# Dogtra Arc



## san24 (Aug 27, 2012)

Just pre-ordred the Dogtra Arc http://shop.dogtra.com/dogtra-arc/ I have scoured these forums for a good e-collar. Tri-Tronics Basic was my initial choice, but no one carries them anymore. I was looking into Garmin Delta, but the reviews were a bit discouraging. So, decided to jump into something new. Looks like the Arc has everything I want.

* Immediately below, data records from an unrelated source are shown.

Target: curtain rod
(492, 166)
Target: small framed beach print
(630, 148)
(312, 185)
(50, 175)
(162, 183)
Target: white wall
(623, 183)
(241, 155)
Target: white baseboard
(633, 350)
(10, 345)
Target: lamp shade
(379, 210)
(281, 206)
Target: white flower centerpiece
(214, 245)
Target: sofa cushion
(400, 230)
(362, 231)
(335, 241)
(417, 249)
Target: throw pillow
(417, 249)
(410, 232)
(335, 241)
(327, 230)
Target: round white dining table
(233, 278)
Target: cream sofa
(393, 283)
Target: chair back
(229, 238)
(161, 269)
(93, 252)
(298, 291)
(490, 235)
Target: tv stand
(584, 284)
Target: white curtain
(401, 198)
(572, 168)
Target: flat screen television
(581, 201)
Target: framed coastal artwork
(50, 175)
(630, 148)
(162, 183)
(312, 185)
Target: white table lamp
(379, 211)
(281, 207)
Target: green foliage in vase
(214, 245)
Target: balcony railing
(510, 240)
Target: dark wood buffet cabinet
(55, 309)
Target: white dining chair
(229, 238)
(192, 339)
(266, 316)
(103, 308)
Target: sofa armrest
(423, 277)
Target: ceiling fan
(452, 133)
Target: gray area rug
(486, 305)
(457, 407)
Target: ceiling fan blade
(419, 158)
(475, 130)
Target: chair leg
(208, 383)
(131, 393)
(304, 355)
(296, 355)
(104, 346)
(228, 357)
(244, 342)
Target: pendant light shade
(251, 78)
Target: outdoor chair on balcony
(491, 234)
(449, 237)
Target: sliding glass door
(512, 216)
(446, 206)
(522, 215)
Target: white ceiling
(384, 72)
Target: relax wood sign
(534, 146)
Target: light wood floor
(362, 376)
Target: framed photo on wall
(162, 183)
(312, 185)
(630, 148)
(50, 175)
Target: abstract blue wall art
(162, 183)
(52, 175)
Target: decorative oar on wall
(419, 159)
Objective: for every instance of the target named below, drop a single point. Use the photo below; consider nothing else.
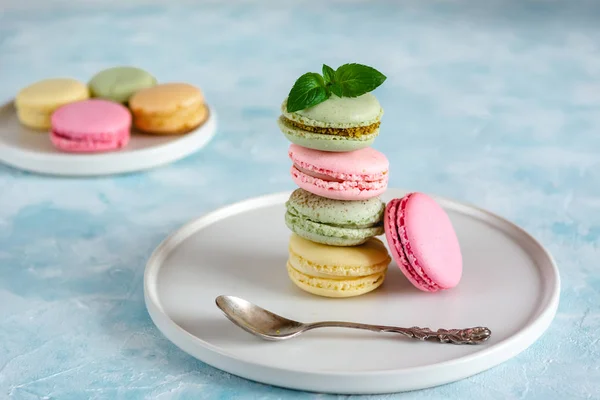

I will post a review when I receive it.


----------



## R E McCraith (Nov 24, 2011)

san - let us know how it goes with your new e-collar - had the tri sport basic for 4yrs - it was a work horse - just got the delta and posted a out of the box comparison - only time will tell how good it is !!!!!!


----------



## san24 (Aug 27, 2012)

McCraith - Please link me to the comparison.


----------



## R E McCraith (Nov 24, 2011)

san - posted sept 18 under - training & behaviour/Re:ecollar


----------



## dextersmom (Oct 29, 2013)

http://www.vizslaforums.com/index.php/topic,27633.msg198242.html#msg198242

If it helps!


----------



## MeandMy3 (Feb 27, 2013)

We have the Dogtra Fieldstar 1900 dual collar and love it! Much easier to use than our TriTronics.


----------